Sixteen Hours Stolen by the Boomers
The first sixteen Sundays of my life weren’t mine. They were already spoken for. I was drafted into an hour-long ritual of pews, sermons, and hymns. I didn’t believe in them, couldn’t choose them, and didn’t care to know them. Sixteen hours total. Doesn’t sound like much, right? But that’s not the point.
Boomers — those masters of “Do as I say, not as I do” — called it salvation. They sold it as truth with a capital T. But watch them long enough and you’ll see the contradictions stacked higher than the church’s steeple. One week it’s hellfire, next week it’s forgiveness. One moment they’re wagging a finger at “worldly temptations.” The next moment, they’re at the mall buying whatever made them feel holy enough for the weekend.

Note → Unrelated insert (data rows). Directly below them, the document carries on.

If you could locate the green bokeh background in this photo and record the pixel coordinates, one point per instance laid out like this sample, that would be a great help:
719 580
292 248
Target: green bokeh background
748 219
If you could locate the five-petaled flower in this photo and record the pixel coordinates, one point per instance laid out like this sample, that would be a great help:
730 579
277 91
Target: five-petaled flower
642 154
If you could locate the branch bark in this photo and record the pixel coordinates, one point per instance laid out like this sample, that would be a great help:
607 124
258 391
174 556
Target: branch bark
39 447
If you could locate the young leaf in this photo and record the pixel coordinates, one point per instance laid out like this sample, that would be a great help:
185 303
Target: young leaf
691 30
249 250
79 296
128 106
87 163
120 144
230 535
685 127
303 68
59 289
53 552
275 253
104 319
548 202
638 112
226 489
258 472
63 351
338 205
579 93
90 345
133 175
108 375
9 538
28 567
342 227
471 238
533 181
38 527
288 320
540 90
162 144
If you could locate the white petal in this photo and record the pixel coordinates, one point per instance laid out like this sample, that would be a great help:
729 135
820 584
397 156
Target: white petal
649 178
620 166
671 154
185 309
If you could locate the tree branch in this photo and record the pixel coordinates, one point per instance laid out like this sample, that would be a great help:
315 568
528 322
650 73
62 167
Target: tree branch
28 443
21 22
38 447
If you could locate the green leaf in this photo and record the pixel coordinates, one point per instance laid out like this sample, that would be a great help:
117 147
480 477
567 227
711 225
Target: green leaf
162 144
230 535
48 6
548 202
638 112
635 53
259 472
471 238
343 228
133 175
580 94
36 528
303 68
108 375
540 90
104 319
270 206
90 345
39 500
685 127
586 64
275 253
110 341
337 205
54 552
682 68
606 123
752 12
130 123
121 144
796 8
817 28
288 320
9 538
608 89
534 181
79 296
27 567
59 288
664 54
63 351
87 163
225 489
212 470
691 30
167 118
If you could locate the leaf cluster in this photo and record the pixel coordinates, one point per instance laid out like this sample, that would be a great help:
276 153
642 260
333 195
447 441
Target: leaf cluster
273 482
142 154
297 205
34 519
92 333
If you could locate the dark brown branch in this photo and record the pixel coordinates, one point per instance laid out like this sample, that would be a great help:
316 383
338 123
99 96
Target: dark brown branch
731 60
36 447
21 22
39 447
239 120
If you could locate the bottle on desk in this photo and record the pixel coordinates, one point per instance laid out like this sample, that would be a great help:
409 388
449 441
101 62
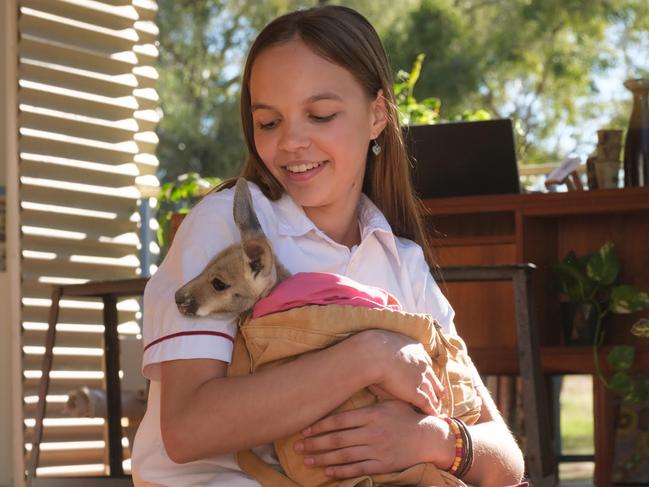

Choice? Forget it. Your Sunday wasn’t yours. Freedom of religion only applied once you were old enough to walk away. By then, the damage was done. Time was siphoned off. Meanings were twisted into knots. Belief systems were force-fed without a hint of consent.
Sixteen hours doesn’t ruin a life. It does leave a taste. It is the taste of someone else’s dogma shoved down your throat before you ever had a say. And that’s the legacy Boomers perfected: wasting your time while telling you they were saving your soul.